Continuing its movement toward more private-sector practices, the Department of Veterans Affairs healthcare system plans to put all 22 of its integrated networks under fully capitated budgets as soon as 1998.
The VA is creating a transitional budget tool this year called a "blended rate" that will shift about $150 million among institutions in its $16.6 billion system. The blended rate aims to reflect each facility's past budgets but also factor in how that facility compares to similar ones in the system, other facilities in its network and the national average.
The blended rate has meant that some high-cost institutions in the VA's system of more than 700 healthcare facilities have seen their budgets shrink, while some lower-cost providers have seen their budgets increase.
Kenneth Kizer, M.D., the VA's undersecretary for health, said the blended rates went into effect just two months ago because of uncertainty over the fate of the federal budget, although facility directors were notified of the change last September.
By as early as the beginning of the federal government's 1998 fiscal year in October 1997, the VA hopes it will have been able to adopt the necessary information and cost-accounting systems to enable it to begin distributing budgets to networks and facilities on a per-person basis.
But the VA will face difficulties in determining its "population" for capitation purposes and must find a way to adapt capitation to its older, sicker patients.
Kizer said the move to capitation is necessary to help the VA match the pace of the private sector by ensuring that veterans are treated in the most appropriate setting.
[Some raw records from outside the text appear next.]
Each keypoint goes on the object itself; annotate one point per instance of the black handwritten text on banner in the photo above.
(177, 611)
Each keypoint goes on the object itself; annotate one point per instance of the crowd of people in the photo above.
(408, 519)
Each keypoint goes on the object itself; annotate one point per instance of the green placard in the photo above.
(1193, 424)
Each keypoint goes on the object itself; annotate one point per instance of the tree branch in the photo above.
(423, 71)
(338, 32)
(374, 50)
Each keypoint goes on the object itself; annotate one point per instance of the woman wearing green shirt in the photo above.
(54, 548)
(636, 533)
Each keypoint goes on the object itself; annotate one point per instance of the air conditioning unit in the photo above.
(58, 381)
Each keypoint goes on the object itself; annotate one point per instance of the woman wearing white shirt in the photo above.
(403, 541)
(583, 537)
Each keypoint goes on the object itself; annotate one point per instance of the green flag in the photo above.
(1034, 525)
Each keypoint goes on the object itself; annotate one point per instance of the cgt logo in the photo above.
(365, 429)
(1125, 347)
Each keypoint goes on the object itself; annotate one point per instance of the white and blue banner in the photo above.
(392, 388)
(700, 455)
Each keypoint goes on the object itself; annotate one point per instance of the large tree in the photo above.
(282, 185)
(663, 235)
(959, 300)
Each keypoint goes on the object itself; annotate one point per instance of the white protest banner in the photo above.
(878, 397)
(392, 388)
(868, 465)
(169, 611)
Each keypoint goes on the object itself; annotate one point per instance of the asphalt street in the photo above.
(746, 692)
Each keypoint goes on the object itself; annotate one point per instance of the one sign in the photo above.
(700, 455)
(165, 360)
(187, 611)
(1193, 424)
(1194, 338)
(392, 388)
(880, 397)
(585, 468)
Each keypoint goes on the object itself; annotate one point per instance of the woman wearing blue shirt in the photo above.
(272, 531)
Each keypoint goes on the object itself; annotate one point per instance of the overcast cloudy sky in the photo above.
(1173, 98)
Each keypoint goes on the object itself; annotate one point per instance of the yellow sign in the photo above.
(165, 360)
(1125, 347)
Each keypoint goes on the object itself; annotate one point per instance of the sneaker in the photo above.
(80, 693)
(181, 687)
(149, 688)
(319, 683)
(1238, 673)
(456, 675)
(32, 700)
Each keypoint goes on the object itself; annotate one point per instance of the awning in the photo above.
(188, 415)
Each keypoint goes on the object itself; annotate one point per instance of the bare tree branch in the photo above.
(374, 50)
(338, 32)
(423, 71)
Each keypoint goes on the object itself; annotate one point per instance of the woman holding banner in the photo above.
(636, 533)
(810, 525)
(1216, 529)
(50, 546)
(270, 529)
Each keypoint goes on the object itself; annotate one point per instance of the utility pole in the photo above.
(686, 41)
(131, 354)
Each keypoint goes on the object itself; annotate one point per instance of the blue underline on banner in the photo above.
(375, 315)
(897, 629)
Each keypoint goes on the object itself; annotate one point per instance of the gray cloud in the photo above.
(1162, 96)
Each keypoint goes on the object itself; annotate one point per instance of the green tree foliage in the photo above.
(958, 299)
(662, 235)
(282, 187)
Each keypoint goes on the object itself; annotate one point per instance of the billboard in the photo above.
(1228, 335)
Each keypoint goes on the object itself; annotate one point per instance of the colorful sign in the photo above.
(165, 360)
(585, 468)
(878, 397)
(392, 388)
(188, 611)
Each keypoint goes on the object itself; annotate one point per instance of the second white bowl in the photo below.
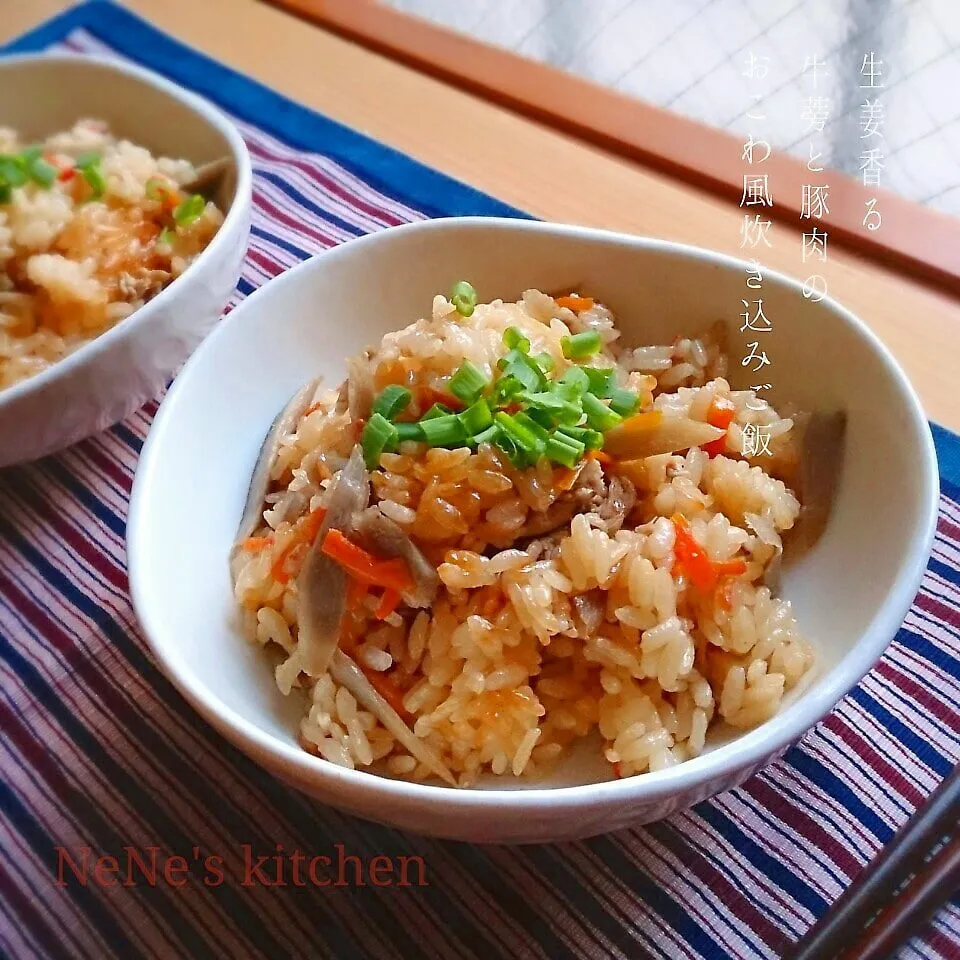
(113, 375)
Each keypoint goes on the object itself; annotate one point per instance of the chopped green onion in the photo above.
(541, 417)
(445, 431)
(599, 415)
(591, 439)
(437, 410)
(464, 298)
(409, 431)
(467, 383)
(537, 429)
(190, 210)
(379, 435)
(581, 345)
(519, 365)
(565, 450)
(526, 444)
(12, 171)
(392, 402)
(561, 410)
(485, 436)
(623, 401)
(507, 390)
(515, 340)
(601, 380)
(575, 377)
(544, 361)
(476, 418)
(89, 166)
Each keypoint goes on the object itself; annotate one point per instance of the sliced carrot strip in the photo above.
(720, 415)
(357, 591)
(388, 603)
(387, 689)
(305, 533)
(392, 573)
(694, 561)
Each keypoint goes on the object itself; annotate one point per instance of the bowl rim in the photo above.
(233, 218)
(750, 749)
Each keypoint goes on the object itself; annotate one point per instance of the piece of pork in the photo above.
(322, 584)
(285, 422)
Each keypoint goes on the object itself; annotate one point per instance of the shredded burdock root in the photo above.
(506, 532)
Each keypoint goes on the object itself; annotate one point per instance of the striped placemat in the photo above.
(100, 754)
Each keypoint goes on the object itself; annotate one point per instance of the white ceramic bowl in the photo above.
(110, 377)
(850, 593)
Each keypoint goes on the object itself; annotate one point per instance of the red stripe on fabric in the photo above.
(84, 549)
(302, 229)
(937, 708)
(874, 759)
(802, 823)
(939, 610)
(258, 148)
(39, 929)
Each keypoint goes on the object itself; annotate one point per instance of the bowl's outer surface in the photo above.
(850, 594)
(116, 373)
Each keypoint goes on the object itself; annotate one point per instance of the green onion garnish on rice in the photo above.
(544, 361)
(525, 444)
(524, 410)
(190, 210)
(591, 439)
(563, 449)
(476, 418)
(485, 436)
(599, 415)
(13, 171)
(581, 345)
(392, 402)
(555, 406)
(444, 431)
(518, 364)
(437, 410)
(467, 383)
(601, 380)
(575, 377)
(464, 298)
(379, 436)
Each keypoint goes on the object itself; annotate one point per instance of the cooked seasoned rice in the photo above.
(88, 234)
(563, 612)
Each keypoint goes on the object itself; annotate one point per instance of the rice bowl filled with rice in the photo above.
(92, 227)
(507, 532)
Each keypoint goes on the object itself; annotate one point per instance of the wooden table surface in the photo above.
(546, 173)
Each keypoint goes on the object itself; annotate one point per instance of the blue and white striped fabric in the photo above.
(100, 752)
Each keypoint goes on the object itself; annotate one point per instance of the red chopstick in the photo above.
(907, 866)
(929, 889)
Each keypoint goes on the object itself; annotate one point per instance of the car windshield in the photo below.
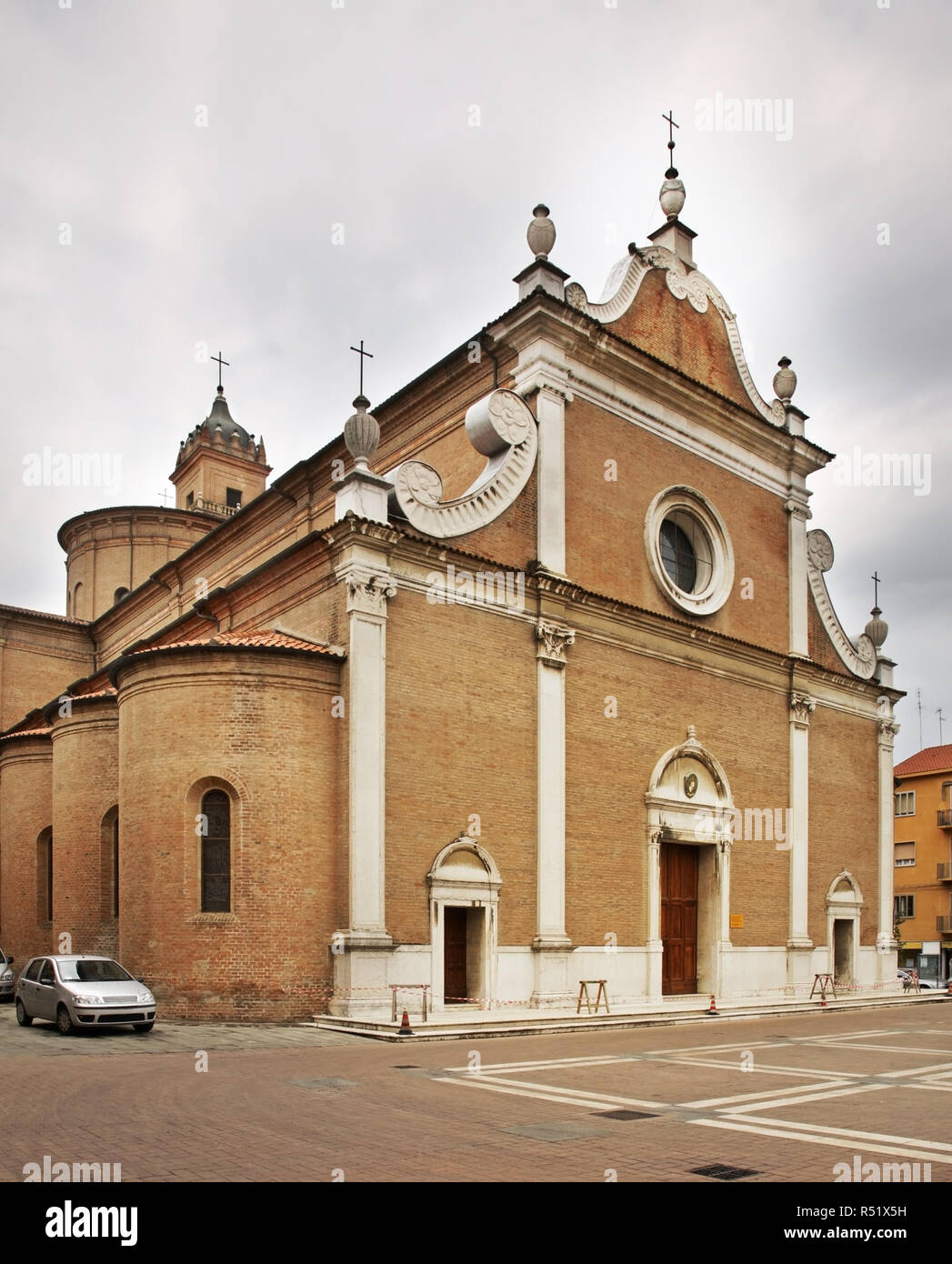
(93, 972)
"As we look at how much we spend to take care of the same conditions at different places in the country, it varies by 100%," Kizer said. "That's more than is acceptable and reflects the bias toward inpatient care that has existed in the past."
The move to capitation comes on the heels of the VA's reorganization of its 172 hospitals and other healthcare facilities into 22 "veterans integrated service networks," or VISNs.
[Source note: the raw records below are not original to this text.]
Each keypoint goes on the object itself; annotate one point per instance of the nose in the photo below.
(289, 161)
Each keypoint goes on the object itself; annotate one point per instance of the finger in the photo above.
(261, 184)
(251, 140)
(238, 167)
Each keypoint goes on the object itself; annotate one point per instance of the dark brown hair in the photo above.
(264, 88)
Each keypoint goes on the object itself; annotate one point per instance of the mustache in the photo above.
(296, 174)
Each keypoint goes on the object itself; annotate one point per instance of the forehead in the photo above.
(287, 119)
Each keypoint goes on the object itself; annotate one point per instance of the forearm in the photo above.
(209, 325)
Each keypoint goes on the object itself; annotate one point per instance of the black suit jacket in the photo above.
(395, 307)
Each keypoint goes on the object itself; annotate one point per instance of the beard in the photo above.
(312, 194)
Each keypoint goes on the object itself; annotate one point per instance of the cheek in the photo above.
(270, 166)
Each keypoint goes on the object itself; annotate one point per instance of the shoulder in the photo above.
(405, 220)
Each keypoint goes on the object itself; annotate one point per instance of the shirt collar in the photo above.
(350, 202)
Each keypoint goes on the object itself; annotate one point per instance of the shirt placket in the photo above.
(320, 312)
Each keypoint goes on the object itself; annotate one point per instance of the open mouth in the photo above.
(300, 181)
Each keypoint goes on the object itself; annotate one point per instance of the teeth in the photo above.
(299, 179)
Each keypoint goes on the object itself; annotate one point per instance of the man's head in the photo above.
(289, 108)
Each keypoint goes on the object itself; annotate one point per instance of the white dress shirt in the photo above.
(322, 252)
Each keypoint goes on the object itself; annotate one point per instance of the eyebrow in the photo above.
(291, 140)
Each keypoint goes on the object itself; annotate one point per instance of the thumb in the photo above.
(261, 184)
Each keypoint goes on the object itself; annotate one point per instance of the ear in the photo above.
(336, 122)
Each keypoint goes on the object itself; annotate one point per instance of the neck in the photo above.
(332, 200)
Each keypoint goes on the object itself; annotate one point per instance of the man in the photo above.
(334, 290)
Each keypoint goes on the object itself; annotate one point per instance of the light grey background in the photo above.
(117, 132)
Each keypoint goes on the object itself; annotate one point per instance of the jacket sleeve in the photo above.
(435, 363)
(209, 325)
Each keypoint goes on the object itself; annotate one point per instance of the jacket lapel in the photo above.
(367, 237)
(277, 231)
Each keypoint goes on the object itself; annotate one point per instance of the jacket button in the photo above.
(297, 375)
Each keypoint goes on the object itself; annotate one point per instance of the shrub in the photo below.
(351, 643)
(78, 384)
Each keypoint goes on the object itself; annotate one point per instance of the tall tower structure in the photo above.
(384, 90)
The aim is to streamline administration of the system, end duplication of services and allow network directors more flexibility in allocating resources to serve the population of veterans within network boundaries.
But the VA's journey of a thousand miles to capitation must start with single steps. The VA, which provides much of its care at no charge, hasn't always collected the data that's necessary to calculate capitated payments.
"Right now, VA has a very rough time figuring out what it costs to deliver a unit of service," said Richard Fuller, health policy program development director for Paralyzed Veterans of America.
But it's begun installing a new information system in 68 medical centers. Ten already have the system in place, and the rest will receive it in the next 18 months to two years, Kizer said.
In addition, the VA will need to implement "very aggressive" case management, particularly for such difficult cases as mental illness with substance abuse, Kizer said.
It also will need to increase its reliance on ambulatory surgery and lessen its dependence on caring for veterans in inpatient beds.
VA officials, as well as many veterans groups and members of Congress, have been seeking changes in eligibility criteria that currently entitle many service-disabled veterans to hospital care but not to outpatient care. Those eligibility rules often drive VA doctors to admit veterans to hospital beds.
But one of the thorniest issues with which the VA will grapple is how to calculate the capitated payments for its healthcare facilities.
Unlike private-sector managed-care organizations that have a set number of enrollees, the VA doesn't know for sure how many patients its facilities will see each year.
Although there are about 26 million veterans, only 9.5 million are eligible for care because of service-related disabilities or low incomes. Of those, the VA each year cares for about 2.9 million, known as "unique" patients. What cost data the VA now collects is based on unique patients, not eligible veterans.
A further complication is the number of patients who seek VA care only once every three or four years or come to the VA for only part of their care, such as those seeking care only for a specific service-related disability.
The VA has taken steps to better track its unique patients by working to enroll all of them in primary-care plans by the end of 1996.
And because many of the VA's unique patients are disabled, they tend to need medical assistance more often and require such specialized care as the VA's spinal-cord-injury rehabilitation program, which is expensive.
For capitation to succeed, Fuller said, the VA needs to factor the older, sicker veteran population and the specialized programs into its payment formulas.
Kizer agreed. "The reality is that most private-sector managed-care plans try to avoid people who are sick," he said. "We have the population that everybody else is trying to avoid."
But if the VA can surmount those challenges, Kizer said its experience could be used as a model.
"If we can successfully capitate our population, that should be of considerable experiential value for others," Kizer said. "There's no textbook to look to."